This is a good quality catalogue, and the hardback edition which I've bought is solid and printed on lovely thick paper. The brief introduction sets out the issues which probably result in there being so few classic Spanish drawings in collections or even existence, challenging the received idea that it is because Spanish painters simply didn't draw. For me Tatsakis makes her case that it's a more complex series of issues such as the relative value to collectors of Spanish drawings at key historic moments. The catalogue is quite short partly explained by this lack of drawings in Dutch collections (unlike the holding in museums like the British Museum and Louvre) and the quality of the drawings is high.
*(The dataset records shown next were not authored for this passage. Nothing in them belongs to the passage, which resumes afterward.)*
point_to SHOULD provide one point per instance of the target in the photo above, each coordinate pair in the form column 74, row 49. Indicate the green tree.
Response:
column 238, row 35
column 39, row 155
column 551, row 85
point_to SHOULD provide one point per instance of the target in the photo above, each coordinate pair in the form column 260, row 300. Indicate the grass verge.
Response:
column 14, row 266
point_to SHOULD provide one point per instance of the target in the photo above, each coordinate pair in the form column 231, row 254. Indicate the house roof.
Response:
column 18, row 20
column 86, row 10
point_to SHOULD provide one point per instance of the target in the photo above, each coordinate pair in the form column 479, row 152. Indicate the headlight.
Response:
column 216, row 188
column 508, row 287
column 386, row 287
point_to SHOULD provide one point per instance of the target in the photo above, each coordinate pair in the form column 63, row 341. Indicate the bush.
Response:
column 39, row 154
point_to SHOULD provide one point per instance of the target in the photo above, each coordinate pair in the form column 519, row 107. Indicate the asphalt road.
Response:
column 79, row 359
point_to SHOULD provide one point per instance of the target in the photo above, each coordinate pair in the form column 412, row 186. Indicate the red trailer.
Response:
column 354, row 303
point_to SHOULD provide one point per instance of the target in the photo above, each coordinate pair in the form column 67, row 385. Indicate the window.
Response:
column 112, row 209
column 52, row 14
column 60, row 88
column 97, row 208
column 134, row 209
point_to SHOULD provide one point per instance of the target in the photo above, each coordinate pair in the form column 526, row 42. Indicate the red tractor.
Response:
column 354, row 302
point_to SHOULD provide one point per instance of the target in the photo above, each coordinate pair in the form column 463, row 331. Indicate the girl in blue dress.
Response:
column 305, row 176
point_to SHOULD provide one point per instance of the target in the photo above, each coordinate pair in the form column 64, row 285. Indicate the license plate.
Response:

My only problem (for me a big one) is that only the first 32 of the 53 entries are in colour - an odd and inexplicable decision. The small number also means a third of the images you can see properly as the artists intended are by Goya and de Ribera (almost half if you count a further three by imitators of Goya). Although these two (along with Murillo) always dominate such collections, this proportion does feel unbalanced. However the images that are here and properly presented in colour are great - 5/6 Goyas and an interesting selection of drawings by his followers, 5 de Riberas, a Murillo and then a number of lesser known artists, some very fine to my eye (Orrente, for example, and a very elegant anonymous Mary with Christ and John, cat. 15).
There has been some interest in Spanish drawing recently and I've also bought the catalogues to the Frick exhibition (The Spanish Manner by Brown et al) and Princeton exhibition (Spanish Drawings by Lisa Banner). Both of these are more comprehensive and fully in colour. This short catalogue however has charm and if you can cope with being fobbed off with a number of black and white images then you will value this book.